Pendant des siècles, l'opéra, en tant que forme d'art, a cherché à « rapprocher les gens et les idées au-delà des frontières et des barrières linguistiques », explique Emelie de Jong, directrice des programmes d'ARTE. Pour remplir cette mission, toutes les captations sont disponibles dans toute l'Europe et, en outre, grâce au programme de financement européen « Europe Créative », des sous-titres sont proposés en six langues (anglais, allemand, français, espagnol, italien et polonais). Pour offrir au public la plus grande flexibilité possible, les productions ne sont pas seulement diffusées en direct, mais sont également disponibles en vidéo à la demande.
La saison numérique 2022-23 s'est ouverte en octobre avec Lakmé de Léo Delibes, la production de l'Opéra Comique avec Sabine Devieilhe dans le rôle-titre. L'œuvre, dans laquelle un officier britannique tombe amoureux de la fille d'un prêtre brahmane, qui se suicide en retour en s'empoisonnant avec une fleur toxique, n'offre pas un livret des plus excitants mais impressionne musicalement grâce au fameux air des clochettes et au beau duo des fleurs (« Viens, Malika ! ... Sous le dôme épais »).
Avec « Nessun dorma », Turandot de Giacomo Puccini tient également son tube à succès. Une représentation de juin dernier est déjà disponible en vidéo à la demande, dans une mise en scène surréaliste de Philipp Stölzl. Elena Pankratova et Yusif Eyvazov incarnent le couple central, sous la direction du maestro Zubin Mehta.
On trouve aussi la mise en scène du Ring de Richard Wagner par Dmitri Tcherniakov au Staatsoper de Berlin. Son décor de laboratoire de recherche a fait débat parmi les lyricomanes et les défenseurs de la cause animale – en raison de la présence de 30 rongeurs vivants sur scène. Les mains expertes de Christian Thielemann sont à la direction musicale, et la distribution est solide : Michael Volle incarne Wotan, Andreas Schager Siegfried et Anja Kampe Brünnhilde. En guise d'amuse-bouche, Das Rheingold a déjà été diffusé en octobre, et le cycle complet du Ring sera disponible en ligne à partir de la mi-novembre.
À partir de début décembre, vous pourrez découvrir une rareté : l'opéra de Fromental Halévy La Tempesta, d'après la pièce de Shakespeare La Tempête, n'a plus été représenté depuis sa création (pourtant réussie) en 1850. Le Wexford Festival Opera fait revivre cette œuvre et transporte le public sur l'île enchantée du magicien Prospero.

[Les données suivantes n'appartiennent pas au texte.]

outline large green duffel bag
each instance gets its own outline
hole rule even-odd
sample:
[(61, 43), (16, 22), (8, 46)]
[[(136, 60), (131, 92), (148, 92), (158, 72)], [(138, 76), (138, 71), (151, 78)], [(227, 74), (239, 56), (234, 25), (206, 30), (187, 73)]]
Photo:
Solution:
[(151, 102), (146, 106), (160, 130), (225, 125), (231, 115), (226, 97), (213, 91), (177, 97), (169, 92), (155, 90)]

En début d'année prochaine, le premier opéra baroque de la saison sera au programme, avec la diffusion de Giulio Cesare de Haendel, depuis le DNO (De Nationale Opera) d'Amsterdam. Dans une mise en scène de Calixto Bieito, le contre-ténor Christophe Dumaux chante le rôle-titre et Julie Fuchs reprend le rôle de Cléopâtre. Emmanuelle Haïm et son Concert d'Astrée apportent leur savoir-faire historiquement informé depuis la fosse d'orchestre.